At Bournemouth School, the proportion of pupils eligible for free school meals more than doubled from 2.8 per cent in 2019 to 6 per cent in 2021. But the disadvantage gap rose from 10.7 to 14.3 percentage points, because the free school meals rate in other local schools also rose.
Dorian Lewis, Bournemouth’s head, said changes to admissions policies “only impact upon a proportion of the school population, not those in older year groups who were admitted under an older policy”.
At nearby Bournemouth School for Girls, the proportion of pupils eligible for free school meals also rose, from 2.7 per cent to 4.8 per cent, but its gap increased from 10.8 to 15.5 percentage points.
Covid affected grammar schools’ outreach work
Alistair Brien, its head, said the school remained “absolutely committed to widening access”. But initiatives planned for the past year were shelved because of Covid.
The number of pupils eligible for free school meals at St Michael’s Catholic Grammar School in Barnet, north London, rose from 2.8 per cent to 4.4 per cent over the two years. Its gap rose from 12.4 to 14.4 percentage points.
Michael Stimpson, the schools’ head, pointed to rising rates of disadvantage in lower year groups.
There was also “no doubt at all that lockdown has prevented us from fully ‘getting out there’ and so numbers would be lower than we all hoped”.
The free schools meals rate at Lawrence Sheriff school in Warwickshire increased from 3.1 to 5.6 per cent, while its disadvantage gap rose from 8.8 to 11.8 percentage points.
Teresa Mpofu, Lawrence Sheriff’s head, said the school had prioritised disadvantaged pupils in its oversubscription criteria and lowered the 11-plus pass mark for poorer children.
But the school faced a “challenge” in ensuring information sent out through primary schools reached poorer families. “We do not have access to lists of such pupils, which would enable us to contact them directly.”
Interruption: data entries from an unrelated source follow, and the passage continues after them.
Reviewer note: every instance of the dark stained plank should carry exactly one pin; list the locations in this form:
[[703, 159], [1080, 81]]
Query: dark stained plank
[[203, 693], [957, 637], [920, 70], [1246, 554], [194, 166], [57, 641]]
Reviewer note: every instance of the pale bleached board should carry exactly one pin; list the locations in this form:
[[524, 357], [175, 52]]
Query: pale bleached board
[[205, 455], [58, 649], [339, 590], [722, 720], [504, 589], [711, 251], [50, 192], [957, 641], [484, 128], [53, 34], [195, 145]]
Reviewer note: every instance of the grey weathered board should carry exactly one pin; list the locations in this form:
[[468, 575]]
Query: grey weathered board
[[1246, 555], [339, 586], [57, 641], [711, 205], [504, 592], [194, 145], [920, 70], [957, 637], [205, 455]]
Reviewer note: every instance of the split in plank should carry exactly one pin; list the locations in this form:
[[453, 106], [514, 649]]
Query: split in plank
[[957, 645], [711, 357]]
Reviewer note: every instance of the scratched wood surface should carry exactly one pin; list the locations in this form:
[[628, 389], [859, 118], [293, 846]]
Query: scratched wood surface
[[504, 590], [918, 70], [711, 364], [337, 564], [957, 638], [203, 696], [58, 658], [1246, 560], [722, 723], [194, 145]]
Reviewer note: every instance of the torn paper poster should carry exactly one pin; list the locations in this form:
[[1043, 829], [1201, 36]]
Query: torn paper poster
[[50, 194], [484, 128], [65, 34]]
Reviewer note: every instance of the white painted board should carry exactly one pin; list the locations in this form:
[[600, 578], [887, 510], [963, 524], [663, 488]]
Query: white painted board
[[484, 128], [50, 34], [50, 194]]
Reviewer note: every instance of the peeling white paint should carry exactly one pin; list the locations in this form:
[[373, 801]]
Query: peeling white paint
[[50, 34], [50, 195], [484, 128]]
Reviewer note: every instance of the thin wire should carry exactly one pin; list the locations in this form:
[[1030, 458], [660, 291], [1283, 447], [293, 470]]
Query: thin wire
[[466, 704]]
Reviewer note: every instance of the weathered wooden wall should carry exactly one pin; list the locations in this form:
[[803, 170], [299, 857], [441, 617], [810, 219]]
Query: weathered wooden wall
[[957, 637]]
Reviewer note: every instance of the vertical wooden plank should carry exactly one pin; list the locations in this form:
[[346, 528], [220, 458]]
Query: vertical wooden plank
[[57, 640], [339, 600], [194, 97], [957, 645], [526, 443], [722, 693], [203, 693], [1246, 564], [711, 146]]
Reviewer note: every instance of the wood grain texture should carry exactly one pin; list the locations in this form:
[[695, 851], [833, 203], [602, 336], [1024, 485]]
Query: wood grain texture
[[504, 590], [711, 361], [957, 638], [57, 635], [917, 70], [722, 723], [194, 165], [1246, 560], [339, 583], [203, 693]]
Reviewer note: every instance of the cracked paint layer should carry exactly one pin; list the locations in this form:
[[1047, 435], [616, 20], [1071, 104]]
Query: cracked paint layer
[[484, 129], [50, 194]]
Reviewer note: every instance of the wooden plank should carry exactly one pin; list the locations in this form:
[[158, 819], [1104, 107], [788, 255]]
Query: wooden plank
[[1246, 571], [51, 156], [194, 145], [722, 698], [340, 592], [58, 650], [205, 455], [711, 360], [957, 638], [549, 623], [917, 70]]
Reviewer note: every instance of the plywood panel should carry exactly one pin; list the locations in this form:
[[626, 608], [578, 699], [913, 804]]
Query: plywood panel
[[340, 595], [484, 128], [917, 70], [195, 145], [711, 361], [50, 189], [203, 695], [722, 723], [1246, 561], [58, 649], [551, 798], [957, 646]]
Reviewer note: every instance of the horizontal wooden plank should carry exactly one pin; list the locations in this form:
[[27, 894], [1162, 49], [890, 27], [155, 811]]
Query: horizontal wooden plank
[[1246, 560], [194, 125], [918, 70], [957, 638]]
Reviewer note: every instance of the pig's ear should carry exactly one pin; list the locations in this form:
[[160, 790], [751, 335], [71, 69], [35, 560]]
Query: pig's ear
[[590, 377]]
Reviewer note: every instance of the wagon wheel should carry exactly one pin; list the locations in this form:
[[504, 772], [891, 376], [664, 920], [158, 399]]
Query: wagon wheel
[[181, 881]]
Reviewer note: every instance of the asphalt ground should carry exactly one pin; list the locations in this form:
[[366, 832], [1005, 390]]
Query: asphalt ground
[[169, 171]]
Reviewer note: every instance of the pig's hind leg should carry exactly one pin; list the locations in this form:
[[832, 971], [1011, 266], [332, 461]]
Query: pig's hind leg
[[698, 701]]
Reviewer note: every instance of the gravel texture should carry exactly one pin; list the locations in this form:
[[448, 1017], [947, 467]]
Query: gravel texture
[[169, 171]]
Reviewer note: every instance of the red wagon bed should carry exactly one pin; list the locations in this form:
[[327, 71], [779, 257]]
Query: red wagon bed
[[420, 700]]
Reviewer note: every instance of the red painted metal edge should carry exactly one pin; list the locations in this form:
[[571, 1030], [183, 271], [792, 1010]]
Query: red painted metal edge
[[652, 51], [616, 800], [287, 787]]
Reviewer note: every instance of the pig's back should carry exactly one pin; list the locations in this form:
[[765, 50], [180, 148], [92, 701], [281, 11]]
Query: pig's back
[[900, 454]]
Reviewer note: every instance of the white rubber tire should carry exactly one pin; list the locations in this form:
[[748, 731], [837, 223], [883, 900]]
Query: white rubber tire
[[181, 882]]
Two thirds of expansion funding remains unspent
A question mark also hangs over the future of the expansion fund. Less than a third of the £200 million has been handed out and no further rounds have been announced since 2019.
Dr Mark Fenton, the chief executive of the Grammar School Heads’ Association, said there was “much more work to do”.
A free test familiarisation service for poorer pupils, piloted in 30 schools last year, is now being rolled out nationally.
Fenton said children from poorer backgrounds performed less well than their peers “at every level of education in England”.
“It’s hardly surprising that only a few of them achieve well enough in primary school to put themselves in contention for a grammar school.”
However, poorer children do “substantially” better at grammar schools, “so every extra child we can welcome into one of our schools is a bonus”.